Keynotes Podcast: Our Work with The Mountain Ute Tribe

Last month we launched our podcast, Keynotes: Stories of Collective Impact, to share the stories of people coming together to develop long-lasting solutions to difficult policy obstacles. To kick off the podcast, we published a four-episode series about our work with the Ute Mountain Ute Tribe responding to COVID-19. Listen to that series below, where we discuss food access and developing a regional food collaborative, expanding access to mental health services, expanding access to broadband connectivity, and tribal sovereignty.

As COVID-19 infections began to rise in Colorado in the spring of 2020, the leadership of the Ute Mountain and Southern Ute Tribes instituted safety measures to protect its members—measures like curfews and limiting travel on and off the reservation. Those measures were effective at limiting the exposure of tribal members to the coronavirus, but it also made getting food even more difficult than it already was in this food desert region of the country. In the first episode of a four-part series examining the COVID-19 response effort in Southwest Colorado, the Keystone Policy Center highlights how the Ute Mountain and Southern Ute Tribes created a food distribution system to meet the immediate food needs of its members during the COVID-19 pandemic – and the work that is being done to create a regional food distribution hub.

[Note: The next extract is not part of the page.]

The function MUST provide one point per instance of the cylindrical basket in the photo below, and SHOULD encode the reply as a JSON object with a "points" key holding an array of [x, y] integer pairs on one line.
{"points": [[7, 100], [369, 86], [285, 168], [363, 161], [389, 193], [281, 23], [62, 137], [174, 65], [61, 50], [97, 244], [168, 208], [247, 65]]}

Mental health concerns for Americans have significantly increased during the COVID-19 pandemic. Elevated levels of adverse mental health conditions, substance use, and suicidal ideation were reported by adults in the United States in June 2020. The prevalence of symptoms of anxiety disorder was approximately three times those reported in the second quarter of 2019, and prevalence of depressive disorder was approximately four times that reported in the second quarter of 2019. In the second episode of a four-part series examining the COVID-19 response effort in Southwest Colorado, the Keystone Policy Center examines expanding access to mental health services in tribal and other rural communities.

The Colorado Broadband Office designates a significant portion of the Ute Mountain Ute Reservation as an unserved area for internet service, which is defined as those areas that have download speeds of 5 megabits per second or fewer, or areas with no reported existing service at all. In a year that nearly every activity possible was moved online, the lack of access to broadband internet exacerbated inequities for tribal communities. In the third episode of our four-part series examining the COVID-19 response for tribes, learn about what tribal leaders in Southwest Colorado are doing to expand broadband access for their members.

Like the other topics so far in this series, we examine an issue that has been intensified by the COIVD-19 pandemic: that being the collaboration, or sometimes lack thereof, among the sovereign governments at the tribal, state, and federal levels. Specifically, we why it is so crucial that governments work together, respecting each other’s rights and jurisdiction, to serve their members and constituents. In this final episode of our four-part series on Keystone’s COVID-19 response effort with tribes, we discuss how the pandemic has either exposed the underlying flaws or amplified the strengths in government-to-government relationships and explain how leaders can work together to strengthen those relationships to make real impact.